In the entire U.S. of A. there's only one Golden Eagle nest being monitored by webcam at this time, and it's right here in Sisters Country. And thanks to the East Cascades Audubon Society, which is paying to have the images streamed around the world, landowner Leslie Lawrence, who watches over the camera equipment, and Sisters Astronomy Club technician Jim Hammond, who keeps the equipment going, all you have to do is wiggle your mouse, go to goldeneaglecam.com and watch the live image. You'll see a very regal, noble-looking adult female Golden Eagle very quietly—and in a queen's pose she so easily occupies—incubating one or two eggs that, if all goes well, will hatch in about 35 to 40 days.
If you're watching when the eggs hatch, you'll witness just how tender a momma Golden Eagle can be. As soon as she hears (feels?) the young eagle starting to crack the shell that begins the process of hatching, she carefully rises, steps to the side of the nest and watches the process very intently...and now you can do the same sitting in your home.
If it hadn't been for the dedication of Janet Zuelke and her sidekick, Forrest Babcock, committed to the safety of the eagles that built a nest on the cliff overlooking Whychus Creek, none of what we are enjoying today would have been possible. In fact, Zuelke took personal ownership of that nest. From the time the female laid her first egg, Zuelke was on pins and needles, worrying about the welfare of the nestlings and parents.

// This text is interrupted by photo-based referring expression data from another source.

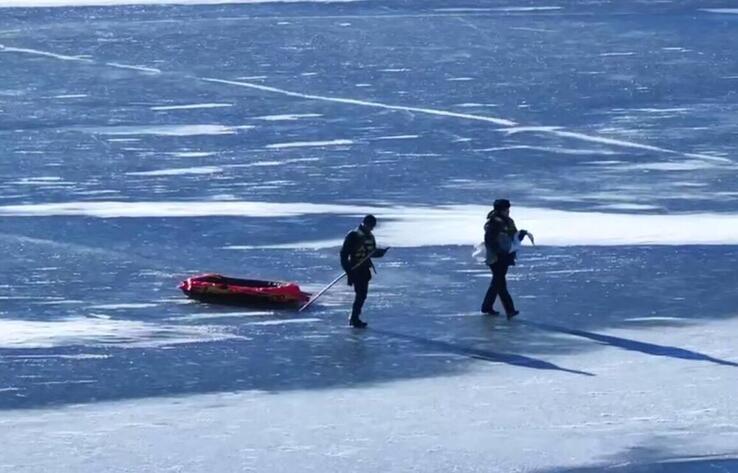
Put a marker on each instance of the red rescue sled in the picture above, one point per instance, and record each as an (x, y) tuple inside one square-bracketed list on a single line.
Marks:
[(218, 289)]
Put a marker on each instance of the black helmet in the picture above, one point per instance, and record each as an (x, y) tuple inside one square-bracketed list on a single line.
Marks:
[(370, 220), (501, 204)]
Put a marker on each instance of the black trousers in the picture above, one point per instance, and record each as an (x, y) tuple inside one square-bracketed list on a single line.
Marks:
[(361, 288), (498, 287)]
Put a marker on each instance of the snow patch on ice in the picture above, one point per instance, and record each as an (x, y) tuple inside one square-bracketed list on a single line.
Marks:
[(285, 321), (728, 11), (192, 154), (178, 171), (81, 3), (444, 225), (163, 130), (151, 70), (102, 332), (288, 117), (193, 106), (143, 305), (303, 144), (396, 137)]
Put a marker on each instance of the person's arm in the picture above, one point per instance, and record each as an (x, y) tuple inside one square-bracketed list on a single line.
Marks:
[(346, 250), (491, 232), (380, 252)]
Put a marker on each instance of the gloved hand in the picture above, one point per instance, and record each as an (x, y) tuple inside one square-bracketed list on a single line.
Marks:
[(379, 252)]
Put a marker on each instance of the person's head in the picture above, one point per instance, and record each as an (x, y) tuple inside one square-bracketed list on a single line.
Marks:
[(502, 207), (369, 222)]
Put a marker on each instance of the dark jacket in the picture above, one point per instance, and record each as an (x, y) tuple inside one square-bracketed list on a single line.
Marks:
[(499, 232), (357, 245)]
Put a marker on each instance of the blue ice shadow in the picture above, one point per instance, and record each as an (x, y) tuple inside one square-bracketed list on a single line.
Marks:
[(633, 345), (481, 354)]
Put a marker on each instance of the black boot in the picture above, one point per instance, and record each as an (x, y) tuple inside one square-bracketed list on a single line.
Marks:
[(356, 322), (489, 311)]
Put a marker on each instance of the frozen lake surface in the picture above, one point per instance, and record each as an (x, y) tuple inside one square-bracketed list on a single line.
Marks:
[(142, 144)]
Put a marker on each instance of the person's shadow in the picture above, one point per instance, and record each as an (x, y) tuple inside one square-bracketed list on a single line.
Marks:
[(632, 345), (480, 354)]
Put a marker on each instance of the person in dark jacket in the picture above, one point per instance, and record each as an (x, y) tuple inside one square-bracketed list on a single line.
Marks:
[(359, 247), (499, 232)]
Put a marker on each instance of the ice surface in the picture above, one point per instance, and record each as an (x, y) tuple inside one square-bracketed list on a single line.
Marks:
[(610, 125)]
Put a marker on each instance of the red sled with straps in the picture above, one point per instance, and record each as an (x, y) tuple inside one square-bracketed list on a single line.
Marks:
[(218, 289)]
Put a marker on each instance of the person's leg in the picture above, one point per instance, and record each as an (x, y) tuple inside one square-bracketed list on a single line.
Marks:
[(490, 296), (361, 288), (500, 280)]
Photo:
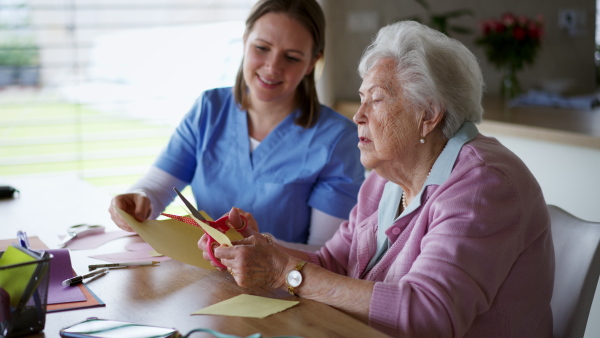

One year a youngster was blown out of the nest in a powerful windstorm, and really, I worried abut Zuelke's health and welfare. That dear woman was beside herself as she watched helplessly the attempts of the alarmed female eagle trying to coax the baby back into the nest by offering it food. I had the honor to be with Zuelke as she went though the pain and sorrow of that event.
She wanted me to go over there and place the baby back into the nest, but that wasn't in the "rules." If the youngster had been blown out because of human causes I guess it would have been legal to butt in. But this was all in Mother Nature's bailiwick; we humans had nothing to do with it. Unfortunately, the baby wasn't any more than a few days old when the windstorm blew it out and tumbled it down into the outer parts of the nest. Again and again mom offered the tiny nestling food to entice it back into the nest, but time and time again the weak and helpless chick fell back exhausted, until finally the wind sapped away all the warmth and strength of the nestling and it died.
I thought I was going to lose Zuelke; her tears, suffering and anxiety were so sad to witness. If there had been two nestlings perhaps it wouldn't have been so hard on her, but in time she healed and accepted the unfortunate incident as part of what is actually fairly normal and regular in Nature.
The female kept coming back each spring, each time making the nest bigger, stronger and safer for her little ones. And each time she came back, Zuelke and Babcock said, "What if we had a camera..." Then one spring day the light came on. Babcock had the answer and the beginning of what we see today began to happen.
A tent, staked to the ground was protecting the camera system back in 2011—crude, shaky and far from weatherproof. But anyone who knew and worked with Babcock also knew he was good at solving challenges, and his first gazebo solved the problem of stability and weather protection. As an optical engineer, applying his skills to challenges was right up his alley. What a thrill it was the first time the two called me to come out and see the first images of the eagles on the TV in their living room.
From that day on, the images became more steady, better focused and more reliable, and the crowning glory came when Babcock, all by himself, poured a concrete pedestal in his beautifully built gazebo to support the camera. From that day to this, the images streaming out of the optical and electronic equipment now housed in their beautiful old gazebo are rock-solid and are being viewed around the world.
I'm sure many people held their breath when Zuelke and Babcock sold out and left Sisters Country, but Leslie Lawrence, the wonderful lady who purchased the place, took to the eagle cam like a duck to water.
Gary Miller and the Sisters Photography Club jumped right in to keep the cam up and running, and Lawrence herself plunked down the money needed to keep the streaming going. But it was Kevin Smith of East Cascades Audubon Society who took over all the financial needs, and Jim Hammond of the Sisters Astronomy Club who not only solved all the mechanical and optical issues, but is still mothering it today.
It's free to watch, but costly to keep going. Jim has to keep tuning it up, as it's sitting right out there in weather, even under the shelter of the original gazebo. It also costs money to pay the streaming costs, and the equipment isn't free, either. If you'd like to help defray the costs, you can make a donation right on the Golden Eagle webpage, goldeneaglecam.com.
As you watch life unfurl for the young eagles in the nest, give a thought to how well the love of nature works when combined with a lot of people cooperating and working together for the good of all, and what that will mean in the years to come.